Los problemas a los que se enfrentaba Dulcia Méndez eran algo complicados.
Entró a la sala de juntas, los empleados correspondientes entraron uno tras otro, y luego salieron de la misma manera.
Hazel Soler era como un perrito vigilante, esperando en su oficina.
A mitad del camino, encargó una opulenta merienda para que los empleados de la empresa de Dulcia disfrutaran. Esa merienda podría competir con el buffet de un hotel de cinco estrellas.
Escuchando los agradecimientos de los empleados una y otra vez, Hazel se sintió muy feliz.
Sus dedos acariciaban suavemente su anillo de matrimonio.

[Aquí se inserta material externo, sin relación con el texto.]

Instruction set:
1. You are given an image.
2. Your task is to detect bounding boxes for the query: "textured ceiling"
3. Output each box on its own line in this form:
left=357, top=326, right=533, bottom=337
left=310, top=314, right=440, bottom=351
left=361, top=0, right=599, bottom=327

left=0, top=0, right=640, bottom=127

Después de estar con Dulcia, Hazel descubrió que su mundo que anteriormente era gris, gradualmente se volvió colorido.
Las personas que en el pasado solía encontrar molestas, ahora le parecían adorables.
Esperaba pasar todos los días con Dulcia, y de solo pensarlo, Hazel se sentía muy feliz y afortunado.
En un abrir y cerrar de ojos, el verano abrasador se fue silenciosamente después de una lluvia de otoño.
Yolanda y Emilio también comenzaron oficialmente a probar la escuela.
Debido a la negligencia de los últimos meses, el trabajo de Israel Herrera se amontonó y siempre estaba muy ocupado. Pero aun así, todos los días recogía a los niños de la escuela.
Leticia Fermínez tuvo un excelente desempeño en la transición de Maní y Maíz.
Las ventas del tercer trimestre de la empresa fueron más de tres veces las ventas anuales del año pasado.
La empresa planea realizar muchas promociones en el cuarto trimestre. Se espera que las ventas aumenten un 100% sobre la base del tercer trimestre.
Tales casos de éxito naturalmente trajeron más oportunidades de cooperación para el Fondo Banessa.
Pero Leticia ya había decidido que tomaría gradualmente el control de Consorcio Banes después de dos años.
Banessa fue creada por ella misma. No quería que Banessa desapareciera después de que ella volviera a tomar el control del Consorcio Banes.
Por lo tanto, planeaba entrenar al equipo actual.